In fact, the stress later caused by the police encounter may have induced significant dyspnea and made is breathing too weak to adequately perform the breathanalyzer test. I understand this almost caused him a medical emergency requiring him to seek medical assistance. »

[19]            Ce rapport médical établit l’existence d’une diminution de la capacité respiratoire du requérant telle qu’elle peut l’empêcher de souffler avec la force nécessaire et suffisante dans un appareil de détection.

[20]            Un poids prépondérant est accordé à ce rapport puisque ce médecin traite le requérant depuis 2003. Aussi, il a, dans le passé, complété les rapports médicaux demandés par l’intimée [4] .  En outre, au rapport médical complété en mai 2010, le médecin rapporte la présence de troubles respiratoires.

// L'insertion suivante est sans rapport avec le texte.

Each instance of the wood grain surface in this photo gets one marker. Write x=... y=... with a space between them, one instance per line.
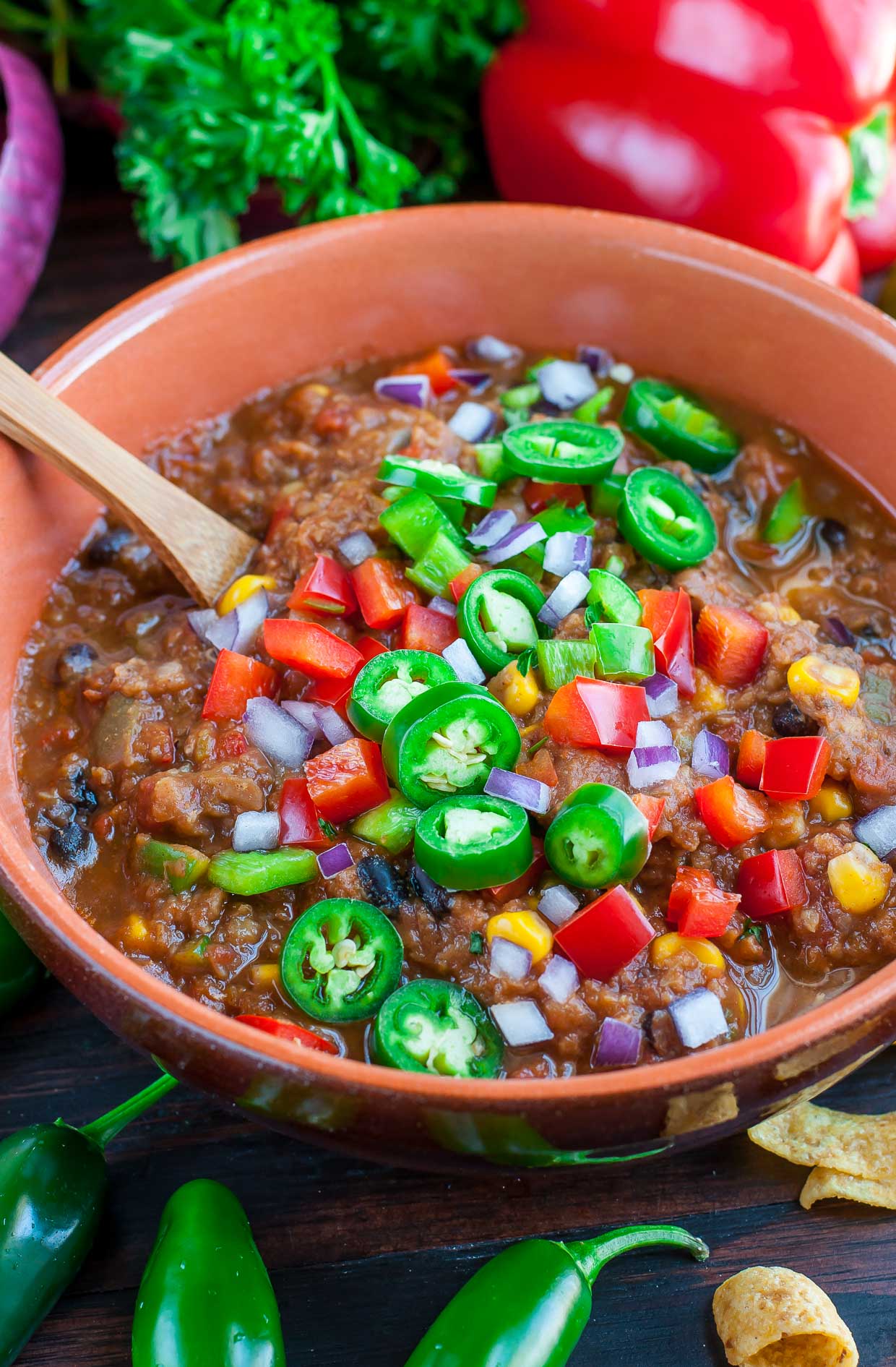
x=362 y=1258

[21]            À cela s’ajoute que les difficultés respiratoires du requérant ont été constatées par les agents Petti et Forget. En effet, dans leur rapport écrit, ils notent que, lors du premier essai, «  M. V... commence soudainement à avoir de la misère à respirer.  ». Aussi, au deuxième essai, les policiers notent que le requérant recommence «  à avoir un malaise, à hyperventiler  ». Enfin, lorsque le requérant est menotté, il «  commence à avoir un malaise  ». À ce moment, on enlève les menottes au requérant afin de lui permettre de prendre la médication requise par son état de santé [5] .

[22]            À l’audience, le témoin policier a tenté de nuancer ces observations écrites. Toutefois, un poids prépondérant est accordé à celles-ci puisqu’elles ont été consignées avec soin et de façon contemporaine aux événements.

[23]            Enfin, les difficultés respiratoires éprouvées par le requérant au cours des essais sont confirmées par le fils du requérant.

[24]            Quant à l’argument voulant que le véhicule du requérant ne pouvait être mis en mouvement au moment de l’interception, le Tribunal ne peut le retenir puisque le fardeau de démonstration du requérant n’a pas été rencontré.

[25]            En effet, avant l’interception, le véhicule du requérant avait vraisemblablement parcouru de quarante à cinquante mètres après avoir percuté une borne-fontaine et une clôture.

[26]            La preuve ne démontre pas pourquoi le véhicule s’est arrêté au lieu d’interception, ni qu’il ne pouvait être mis en marche à nouveau.

[27]            On ne peut certes accorder un poids prépondérant au témoignage du fils du requérant qui ne possède aucune connaissance particulière dans le domaine de la mécanique.

PAR CES MOTIFS, le Tribunal :

ACCUEILLE le recours ; et,

LÈVE la suspension du permis du requérant.


 

 

DANIELLE ALLARD, j.a.t.a.q.


 

Brigitte Martin, cabinet d'avocats

Me Brigitte Martin

Procureure de la partie requérante

 

Me Patrick Matos

Procureure de la partie intimée


 



[1]           40 à 50 mètres.

[2]           Pièce R-6.

[3]           Pièce R-5.

[4]           Pages 2 à 13 du dossier.

[5]           Il s’agit vraisemblablement du Symbicort, page 12 du dossier et pièce R-2.